I had eaten dinner around 9:00 p.m. and it was higher in carbs than it was in protein. (About 2:1 carbs to protein, which is the opposite of what my normal meal would be.) Then I had a late night snack that was also a bit too carby around 11:00 p.m. I went to bed around 11:30 -- so 2 hours after eating I was awake desperately eating grapes and peanuts. Grapes & peanuts? I'm not sure where that combination came from, but it's was I ended up with in my moment of desperation.

This is not the first time it's happened. In fact, it happened Sunday afternoon when I ate lunch (another too-carby meal) then laid down for a mid-afternoon nap (isn't that what Sunday afternoons are made for anyway?). About 2 hours after lunch I woke up and needed food because of the shakes and lightedheadedness. I remember at least one other time of this happening but it was a while ago and I don't remember the specifics. It also sometimes happens after a race where I hadn't eaten anything beforehand.
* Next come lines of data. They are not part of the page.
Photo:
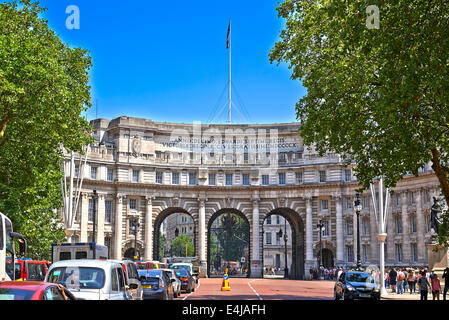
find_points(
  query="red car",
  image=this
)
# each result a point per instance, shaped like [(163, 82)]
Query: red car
[(33, 290)]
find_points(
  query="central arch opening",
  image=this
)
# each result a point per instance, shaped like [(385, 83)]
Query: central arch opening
[(228, 244)]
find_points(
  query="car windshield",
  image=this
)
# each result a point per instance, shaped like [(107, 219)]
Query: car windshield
[(15, 294), (359, 277), (181, 273), (78, 277)]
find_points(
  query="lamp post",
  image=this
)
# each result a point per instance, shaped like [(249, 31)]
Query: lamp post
[(320, 227), (357, 209)]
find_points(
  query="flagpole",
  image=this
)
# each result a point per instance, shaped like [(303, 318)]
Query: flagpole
[(230, 101)]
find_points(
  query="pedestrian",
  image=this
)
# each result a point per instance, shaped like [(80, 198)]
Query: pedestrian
[(424, 285), (411, 280), (393, 275), (435, 287), (400, 277), (446, 282)]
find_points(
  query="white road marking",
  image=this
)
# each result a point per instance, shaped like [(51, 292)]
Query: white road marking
[(199, 284), (257, 294)]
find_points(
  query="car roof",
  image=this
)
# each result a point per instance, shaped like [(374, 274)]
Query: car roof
[(26, 285), (84, 263)]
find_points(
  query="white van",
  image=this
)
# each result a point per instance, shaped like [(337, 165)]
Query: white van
[(89, 279)]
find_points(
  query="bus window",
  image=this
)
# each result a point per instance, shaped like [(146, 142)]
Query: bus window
[(81, 255), (65, 256)]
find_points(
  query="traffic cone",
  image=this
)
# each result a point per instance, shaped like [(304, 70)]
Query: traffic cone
[(225, 284)]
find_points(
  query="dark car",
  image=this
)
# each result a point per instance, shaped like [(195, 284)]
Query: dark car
[(187, 280), (356, 285), (156, 285)]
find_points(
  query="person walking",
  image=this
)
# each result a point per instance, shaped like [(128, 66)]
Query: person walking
[(446, 282), (435, 287), (424, 285), (400, 281), (393, 275), (411, 280)]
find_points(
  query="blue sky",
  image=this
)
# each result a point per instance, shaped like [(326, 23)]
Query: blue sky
[(167, 60)]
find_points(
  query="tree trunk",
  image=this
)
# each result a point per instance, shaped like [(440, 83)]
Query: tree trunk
[(441, 175)]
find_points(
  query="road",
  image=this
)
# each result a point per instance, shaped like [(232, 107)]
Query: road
[(261, 289)]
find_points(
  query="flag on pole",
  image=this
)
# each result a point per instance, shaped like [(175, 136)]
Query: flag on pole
[(229, 32)]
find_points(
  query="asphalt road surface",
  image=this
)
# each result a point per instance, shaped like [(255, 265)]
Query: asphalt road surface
[(261, 289)]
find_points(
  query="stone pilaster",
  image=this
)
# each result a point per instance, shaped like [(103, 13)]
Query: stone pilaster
[(148, 253), (118, 227), (84, 217), (101, 212)]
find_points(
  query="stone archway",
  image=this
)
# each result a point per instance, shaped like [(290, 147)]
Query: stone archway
[(296, 266), (244, 265), (157, 225)]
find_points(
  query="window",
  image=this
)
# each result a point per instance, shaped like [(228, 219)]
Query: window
[(229, 179), (108, 211), (324, 205), (348, 175), (413, 224), (398, 224), (91, 210), (365, 226), (192, 178), (298, 177), (265, 180), (245, 179), (175, 178), (282, 178), (110, 175), (323, 176), (135, 175), (325, 230), (398, 250), (349, 254), (212, 181), (268, 238), (93, 173), (159, 177), (349, 227), (132, 204), (414, 249)]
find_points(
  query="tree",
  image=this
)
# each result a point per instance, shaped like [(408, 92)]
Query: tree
[(43, 92), (182, 246), (379, 97)]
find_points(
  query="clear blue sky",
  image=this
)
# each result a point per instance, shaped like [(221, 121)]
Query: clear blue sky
[(167, 60)]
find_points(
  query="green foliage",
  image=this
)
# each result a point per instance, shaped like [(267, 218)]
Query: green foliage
[(379, 97), (182, 246), (43, 92)]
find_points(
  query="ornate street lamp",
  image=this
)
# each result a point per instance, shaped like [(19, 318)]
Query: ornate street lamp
[(357, 209), (320, 227)]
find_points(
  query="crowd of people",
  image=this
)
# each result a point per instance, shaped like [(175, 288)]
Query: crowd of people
[(401, 280)]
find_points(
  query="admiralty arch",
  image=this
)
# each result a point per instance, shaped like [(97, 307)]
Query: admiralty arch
[(144, 171)]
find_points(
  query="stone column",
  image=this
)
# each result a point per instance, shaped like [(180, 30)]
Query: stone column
[(339, 231), (202, 229), (406, 248), (99, 237), (118, 228), (309, 234), (84, 217), (256, 262), (148, 253), (421, 229)]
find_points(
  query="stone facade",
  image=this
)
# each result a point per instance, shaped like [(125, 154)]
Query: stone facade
[(149, 170)]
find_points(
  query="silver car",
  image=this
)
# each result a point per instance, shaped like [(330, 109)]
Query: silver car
[(176, 282), (89, 279)]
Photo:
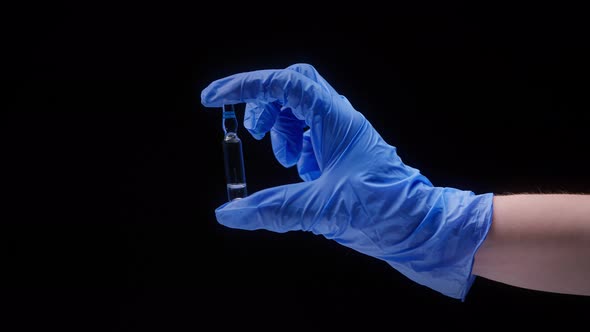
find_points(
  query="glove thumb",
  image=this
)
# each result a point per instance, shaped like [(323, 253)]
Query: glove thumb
[(278, 209)]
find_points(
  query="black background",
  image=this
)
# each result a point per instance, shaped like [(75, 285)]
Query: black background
[(113, 169)]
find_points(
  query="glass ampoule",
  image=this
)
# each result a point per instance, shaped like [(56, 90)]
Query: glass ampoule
[(233, 156)]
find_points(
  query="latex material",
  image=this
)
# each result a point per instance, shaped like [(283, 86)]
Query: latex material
[(356, 189)]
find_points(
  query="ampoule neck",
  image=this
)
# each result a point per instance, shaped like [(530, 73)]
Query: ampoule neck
[(230, 122)]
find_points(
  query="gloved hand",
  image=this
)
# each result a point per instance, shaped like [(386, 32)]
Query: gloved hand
[(356, 189)]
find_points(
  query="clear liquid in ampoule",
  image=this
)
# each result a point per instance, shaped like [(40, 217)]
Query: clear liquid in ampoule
[(233, 156)]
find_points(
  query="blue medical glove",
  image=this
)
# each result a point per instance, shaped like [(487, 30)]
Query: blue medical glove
[(356, 189)]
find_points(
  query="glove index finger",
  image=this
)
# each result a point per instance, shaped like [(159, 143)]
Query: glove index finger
[(287, 87)]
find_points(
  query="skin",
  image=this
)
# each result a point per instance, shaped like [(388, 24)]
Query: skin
[(539, 242)]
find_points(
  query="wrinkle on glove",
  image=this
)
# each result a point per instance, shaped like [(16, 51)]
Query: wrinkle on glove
[(355, 190)]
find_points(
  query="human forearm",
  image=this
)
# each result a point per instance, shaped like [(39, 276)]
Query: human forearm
[(539, 242)]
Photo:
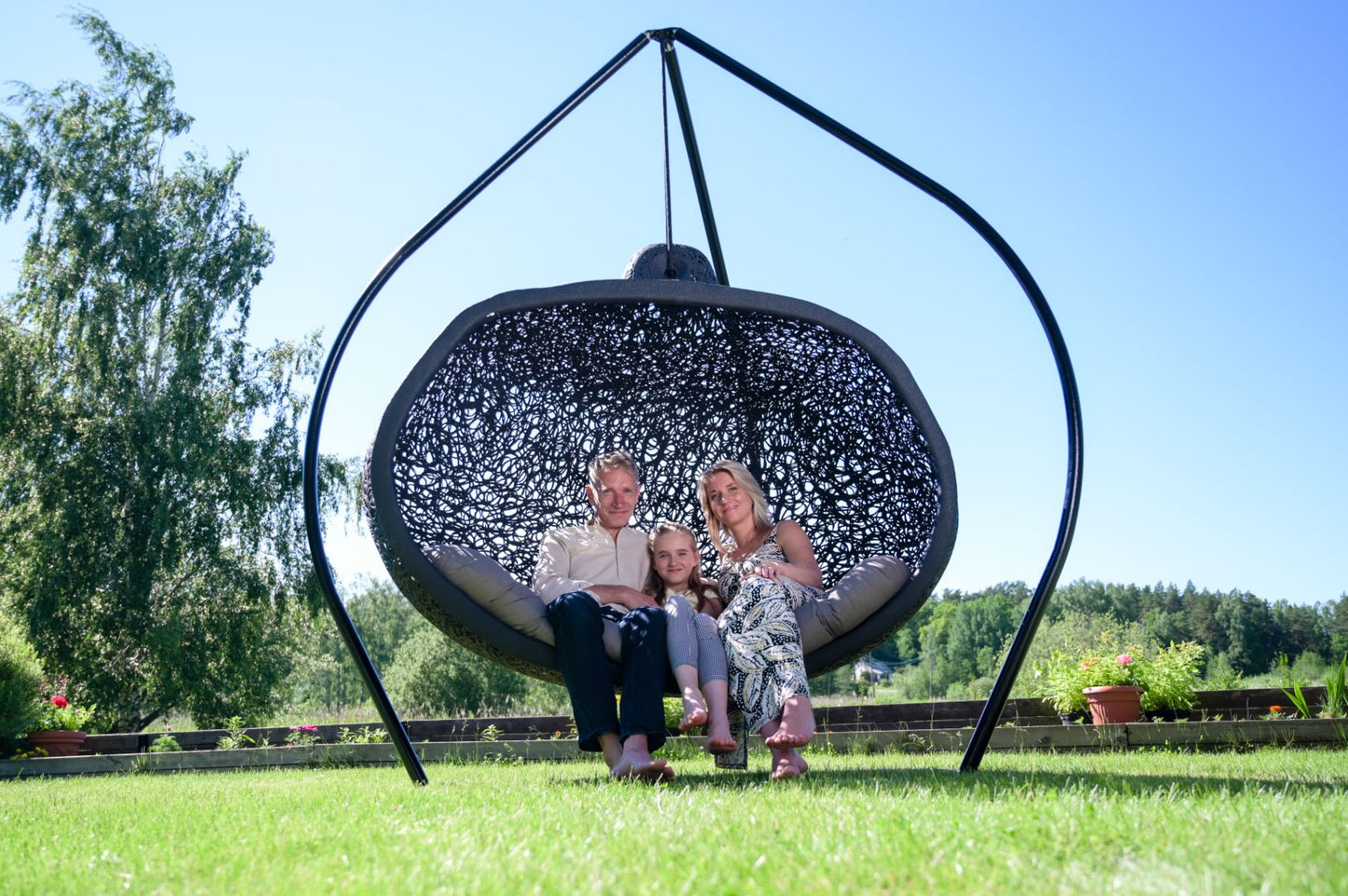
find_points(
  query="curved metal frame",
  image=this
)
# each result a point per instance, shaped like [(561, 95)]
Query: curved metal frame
[(667, 36)]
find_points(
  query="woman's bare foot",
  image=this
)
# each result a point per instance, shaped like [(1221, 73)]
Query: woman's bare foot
[(718, 738), (796, 726), (787, 765)]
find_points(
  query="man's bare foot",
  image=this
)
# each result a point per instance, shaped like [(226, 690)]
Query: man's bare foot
[(787, 765), (796, 726), (647, 768), (718, 738), (694, 714)]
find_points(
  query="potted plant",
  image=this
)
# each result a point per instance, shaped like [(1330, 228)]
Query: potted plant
[(1118, 682), (60, 726)]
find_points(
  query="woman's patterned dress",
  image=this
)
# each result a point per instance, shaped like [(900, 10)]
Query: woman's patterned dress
[(762, 638)]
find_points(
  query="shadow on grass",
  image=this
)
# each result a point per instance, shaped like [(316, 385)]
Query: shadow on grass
[(990, 784)]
It feels like what I imagine low blood sugar issues would feel like. Because within about 15-20 minutes of eating something, the shakes are gone and I feel better. It makes me wish I had a blood glucose monitor so I could test my blood at different times of the day or when this happens. I wonder if my brother has an extra one laying around I could borrow (he's Type 1 Diabetic).

I can see in these past two instances that it happens after eating a meal or snack that is too high in carbs and not balanced with enough protein. I usually try to keep my meals balanced so that there is more protein than carbs (2 bites of protein to 1 bite of "something else"). If I keep my meals balanced like they should be, then I shouldn't have this issue, right? But another side of me wants to figure out what's going on and fix it so it doesn't happen again. It's a scary feeling to wake up in the night like that.

Growing up with my brother who has had diabetes since he was 10 years old (?) and experiencing low blood sugar issues with him - I know how serious this is and I'm not going to play around with it. And I think the experiences I've had all my life with him has helped me realize that it is probably related to low blood sugar. If I didn't have that knowledge I would probably be brushing this off as nothing.

If it continues I'll call my doctor for assistance.